En cierta forma, la historia de Tomás es una historia que lucha por ser contada. Al hacerlo, Tomás se convierte en autor y personaje de su propia ficción. El escritor se valida a sí mismo al convertirse en voz de su propia historia; consigue salvarse, deja de ser un aspirante a la vida, un fantasma, un fracaso moral y emocional, para identificarse y fortalecerse en la experiencia. Por lo tanto, El vientre no es solo un amargo retrato de la Universidad española, que desperdicia su esfuerzo en las disputas internas y las luchas por el poder. Es además, una clase magistral sobre los límites entre realidad y ficción.

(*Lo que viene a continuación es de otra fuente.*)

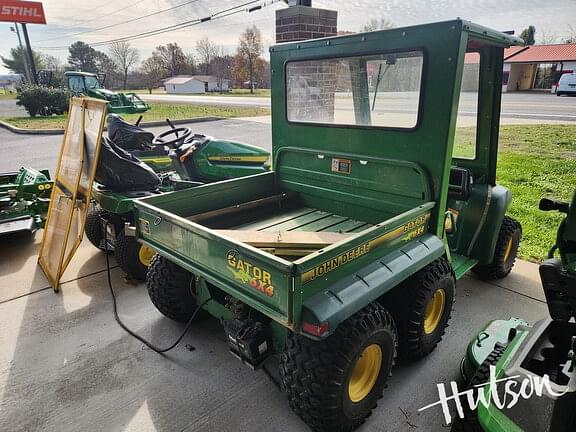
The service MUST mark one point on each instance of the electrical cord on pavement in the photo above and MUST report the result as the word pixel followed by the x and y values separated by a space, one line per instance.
pixel 119 321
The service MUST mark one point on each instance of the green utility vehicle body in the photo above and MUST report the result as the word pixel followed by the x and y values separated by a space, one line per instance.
pixel 88 84
pixel 350 171
pixel 522 352
pixel 24 200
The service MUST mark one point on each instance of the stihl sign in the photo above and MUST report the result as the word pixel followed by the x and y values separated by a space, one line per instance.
pixel 22 11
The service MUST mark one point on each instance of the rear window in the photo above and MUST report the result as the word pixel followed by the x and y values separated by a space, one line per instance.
pixel 381 90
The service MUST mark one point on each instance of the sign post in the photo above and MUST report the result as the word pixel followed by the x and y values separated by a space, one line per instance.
pixel 24 12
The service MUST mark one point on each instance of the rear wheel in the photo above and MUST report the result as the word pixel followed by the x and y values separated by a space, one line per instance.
pixel 505 253
pixel 93 228
pixel 132 257
pixel 171 289
pixel 421 307
pixel 334 384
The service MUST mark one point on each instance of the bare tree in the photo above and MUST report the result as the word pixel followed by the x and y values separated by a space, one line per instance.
pixel 547 37
pixel 206 51
pixel 172 57
pixel 125 57
pixel 249 50
pixel 377 24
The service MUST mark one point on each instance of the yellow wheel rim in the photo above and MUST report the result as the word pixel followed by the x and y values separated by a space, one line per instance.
pixel 365 373
pixel 508 250
pixel 434 311
pixel 145 255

Encontramos aquí al mejor Cercas, y se hallan, en germen, ideas que el escritor cacereño desarrollará en novelas como Soldados de Salamina (2001), La velocidad de la luz (2005), Anatomía de un instante (2009) y Las leyes de la frontera (2012).

A Cercas le interesa el salón de espejos de la ficción tanto como a cualquier posmoderno, pero a diferencia de la mayoría de posmodernistas él tiene cuidado de no caer cegado por sus propias presunciones. El enigma autobiográfico es sólo una forma de burlarse de nosotros y de sí mismo, de jugar con nuestras expectativas acerca del narrador y la narración; lo que salva a El vientre de ser una novela de taller de escritura es su humanidad. Como Soldados de Salamina, es una exploración compleja sobre el complejo de culpa, la ficción y la autenticidad, la imposibilidad de la redención y la plausibilidad de la auto-indulgencia.